We also analyzed the genomic sequence of around 4 kb of Sobic.006G249100 including the promoter, 5’UTR, ORF and 3’UTR regions by Sanger DNA sequencing. Sobic.006G249100 codes a small protein with 94 amino acids, which only contains one exon without introns. The sequencing result of indicated that there was no difference in the promoter, 5’UTR, ORF and 3’UTR regions between Jin5 and Dgs mutant. Compared with the reference genome BTx623, a single base substitution from G to T (the amino acid changed from A to S) in the ORF was present in both Dgs mutant and Jin5. Moreover, multiple substitutions and insertion/deletions were present in the promoter, 5’UTR and 3’UTR of Sobic.006G249100 in both Dgs mutant and Jin5 (Fig. 6b), indicating that these mutations were not the cause to twin-seeded phenotype.

Given that Dgs mutation is controlled by a single dominant gene, the mutations of the upstream region of the candidate gene might result in overexpression in the Dgs mutant. Therefore, to verify whether the deletions in the 5’UTR region of Sobic.006G249000 in Dgs mutant affect its expression, we tested the expression level of Sobic.006G249000 in the inflorescence of Dgs mutant and Jin5 using semi-quantitative RT-PCR and RT-qPCR. The results from both methods showed no significant difference in mRNA level of Sobic.006G249000 between Jin5 and Dgs mutant (Fig. 6c), suggesting that the mutations of the 5’UTR region of Sobic.006G249000 in Dgs mutant didn’t affect the expression level of Sobic.006G249000. We further detected the expression level of Sobic.006G249100 in the inflorescence of Dgs mutant and Jin5. The result showed that mRNA level of Sobic.006G249100 was significantly up-regulated in Dgs mutant (Fig. 6d). The relative mRNA level of Sobic.006G24910 in Dgs mutant was 10 times of that in Jin5 from the RT-qPCR results (Fig. 6d), indicating that Sobic.006G249100 may be the candidate gene for Dgs.

Discussion

Spikelets are the constituent units of various types of inflorescence structures in Poaceae plants. Sorghum spikelets contain PS and SS, which are sterile and fertile, respectively. The molecular mechanisms underlying the development and evolution of the sorghum spikelets are still unclear. In the current study, we found a twin-seeded mutant sorghum, named Dgs, with each floret having two carpels and six stamens in one pair of glumes on the SS, ultimately resulting twin grains on each SS. In previous study, we mapped the Dgs gene to a region of 404 kb on chromosome 6 (Zhou et al. 2022). In the current study, the Dgs was further delimited into a region of 210 kb, which contained 32 predicted genes (Table S2) and the floral organ developmental progress was characterized using SEM method.

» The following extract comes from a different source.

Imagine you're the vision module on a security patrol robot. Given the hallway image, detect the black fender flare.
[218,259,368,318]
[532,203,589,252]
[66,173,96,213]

The development of stamen and pistil on both sides of floral meristem in Dgs mutant was not always synchronous, which caused the different size of the twin seeds in one glume. Based on the SEM results, three patterns of pistil and stamen differentiation were observed in floral meristem of Dgs mutant (Fig. 2d-l). For pattern 2 (Fig. 2h-i), the two sets of stamen and pistil initiated and developed synchronously, and finally resulted two grains of same size in one pair of glume. Due to the asynchronous development of pistil and stamen for pattern 1 and 3 (Fig. 2d-f, j-l), one of the two grains in one glume was larger than the other one. It could be concluded that pistil and stamen differentiation stage was the key stage, when eventually leaded to the characteristics of two kernels in a pair of glumes in Dgs mutant. Our SEM observation could confirm Karper and Stephens’s (1936) speculation that twin-seed formation was a division of the pistil primordium from which the single ovary normally develops. The SEM observation was also consistent with Cron’s report that both grains of the pair in one glume are usually of same size; however, one of them is sometimes slightly larger (Cron 1916). It can be reasonably inferred that the size difference of the twin seeds is due to asynchrony of pistil and stamen differentiation and development. However, it is still unclear why there were different patterns of pistil and stamen differentiation on one panicle of Dgs mutant. Further study is needed to reveal the underling mechanism.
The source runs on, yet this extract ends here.